A HUDDERSFIELD doctor was at the centre of the dramatic rescue mission after the London terrorist attacks.

And today Dr Mohib Khan, who was near the centre of the blast which ripped apart a double-decker bus in Tavistock Square, relived the nightmare.

He helped treat passengers following the explosion.

The confirmed death toll in all the blasts is 37.

Dr Khan, a specialist in urology at Huddersfield Royal Infirmary, was visiting the British Medical Association headquarters in London for a meeting.

He said he was in the BMA house for a meeting at 9.30am.

He said: "I was deeply involved. I was right in the middle of it.

"Just before 10am I heard a blast. It shook the entire building like an earthquake. I knew it was a bomb.

"We rushed outside into the courtyard and people were screaming for doctors.

"When we came out it was devastation.

"There were dead bodies.

"One sight I will never forget is seeing just the chest and abdomen of a body - there were no limbs left at all.

"The whole abdomen was hanging out.

"There were two dead bodies."

Dr Khan, of Edgerton, regularly visits the city, where he chairs the BMA's staff and associate specialists' committee.

Today he told health officials in Huddersfield he was "absolutely exhausted".

Dr Khan was the first overseas-born doctor to be elected to the council of the Royal College of Surgeons.

The front of BMA House in Tavistock Square in central London was splattered with blood and body parts were strewn across the road, said one doctor who helped treat the bomb victims.

The building was used as a mini-hospital while casualties were moved away from the road and waited to be taken to hospital.

Dr Laurence Buckman, from the BMA's GPs committee, said ambulance staff told him there were about 10 people dead in the blast.

He said two people died in the BMA courtyard as doctors tried to treat them.

"The most extreme thing I first noticed as I walked in was that there was someone in bits in the road.

"The front of BMA House was completely splattered with blood and not much of the bus was left," Dr Buckman added.

The GP said he saw the bus driver, who was among the walking wounded at the scene of the blast.
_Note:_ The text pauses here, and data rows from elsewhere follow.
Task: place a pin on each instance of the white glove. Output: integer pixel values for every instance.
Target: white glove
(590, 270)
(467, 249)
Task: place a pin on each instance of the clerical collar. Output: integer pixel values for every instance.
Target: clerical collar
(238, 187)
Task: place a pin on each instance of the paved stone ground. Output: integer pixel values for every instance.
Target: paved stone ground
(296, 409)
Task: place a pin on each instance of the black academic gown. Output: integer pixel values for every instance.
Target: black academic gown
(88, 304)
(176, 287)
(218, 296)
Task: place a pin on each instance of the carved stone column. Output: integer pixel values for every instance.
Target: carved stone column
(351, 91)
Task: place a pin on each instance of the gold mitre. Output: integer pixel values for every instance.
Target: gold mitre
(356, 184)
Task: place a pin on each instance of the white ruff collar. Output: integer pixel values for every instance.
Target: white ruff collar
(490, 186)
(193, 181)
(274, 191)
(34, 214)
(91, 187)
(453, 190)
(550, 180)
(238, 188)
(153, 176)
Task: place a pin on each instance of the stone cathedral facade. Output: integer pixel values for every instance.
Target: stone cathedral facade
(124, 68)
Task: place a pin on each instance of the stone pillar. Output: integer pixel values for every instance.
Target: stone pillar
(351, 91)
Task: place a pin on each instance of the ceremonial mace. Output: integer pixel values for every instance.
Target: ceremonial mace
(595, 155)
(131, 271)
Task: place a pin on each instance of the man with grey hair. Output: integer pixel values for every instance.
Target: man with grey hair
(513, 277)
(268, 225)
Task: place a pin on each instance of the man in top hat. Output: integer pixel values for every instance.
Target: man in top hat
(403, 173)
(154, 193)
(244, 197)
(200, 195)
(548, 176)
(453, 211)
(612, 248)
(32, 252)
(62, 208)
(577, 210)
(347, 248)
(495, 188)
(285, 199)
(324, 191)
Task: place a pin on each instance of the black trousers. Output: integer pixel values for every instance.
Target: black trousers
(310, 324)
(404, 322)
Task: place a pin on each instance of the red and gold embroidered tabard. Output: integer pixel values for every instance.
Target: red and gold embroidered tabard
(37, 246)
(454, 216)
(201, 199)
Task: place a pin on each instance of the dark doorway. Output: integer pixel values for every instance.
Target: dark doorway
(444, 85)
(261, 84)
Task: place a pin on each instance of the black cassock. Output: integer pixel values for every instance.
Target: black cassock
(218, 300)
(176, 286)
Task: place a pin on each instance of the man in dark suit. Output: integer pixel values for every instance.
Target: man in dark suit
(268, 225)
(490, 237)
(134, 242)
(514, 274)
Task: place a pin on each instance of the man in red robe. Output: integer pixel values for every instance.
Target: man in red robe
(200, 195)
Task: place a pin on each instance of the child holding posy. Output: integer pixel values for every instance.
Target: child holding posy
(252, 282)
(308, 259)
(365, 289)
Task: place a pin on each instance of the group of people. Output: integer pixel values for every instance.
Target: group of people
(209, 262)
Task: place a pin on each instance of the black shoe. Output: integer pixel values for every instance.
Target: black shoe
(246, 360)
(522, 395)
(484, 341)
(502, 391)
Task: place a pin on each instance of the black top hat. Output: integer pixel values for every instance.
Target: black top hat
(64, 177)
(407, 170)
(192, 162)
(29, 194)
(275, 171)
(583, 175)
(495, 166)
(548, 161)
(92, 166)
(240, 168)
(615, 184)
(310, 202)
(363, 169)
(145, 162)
He seemed to be uninjured.

Doctors were treating patients for shock, administering drips and stemming bleeding, working alongside other emergency staff.

Dr Buckman said emergency crews arrived on the scene very quickly to help treat the casualties.

He said BMA doctors helped treat about nine people who were seriously injured, two of whom died.

About another nine walking wounded were taken inside the BMA building to be looked after.

Dr Peter Holden, chairman of the BMA's professional fees committee, said lives were saved because of the treatment doctors at the BMA were able to administer to casualties.

Dr Holden was in BMA House when the bus exploded. He waited a short time in case there was a secondary device before going out to attend to patients.

He said about 14 doctors and a nurse worked alongside ambulance staff to treat casualties, including several who were very seriously injured.

"Our doctors were on the scene first.

"Many of these doctors had not used these skills for upwards of 20 years, but it is amazing what the human body and mind can do when the skills are remembered," Dr Holden said.

* An Iraq veteran from Huddersfield has relived the moment his packed Tube train stopped and the lights went out 100 feet underground during the bombings.

Paul Kavanagh, from Oakes, was on his way to work as a facilities manager for a insurance company when terrorists detonated a bomb on a Circle Line train.

Mr Kavanagh, who left the Army as a staff sergeant in 2004, said: "The train lurched to a stop between Tower Hill and Aldgate.

"The lights went out and there was the smell of smoke.

"People started panicking. There were a lot of very scared people."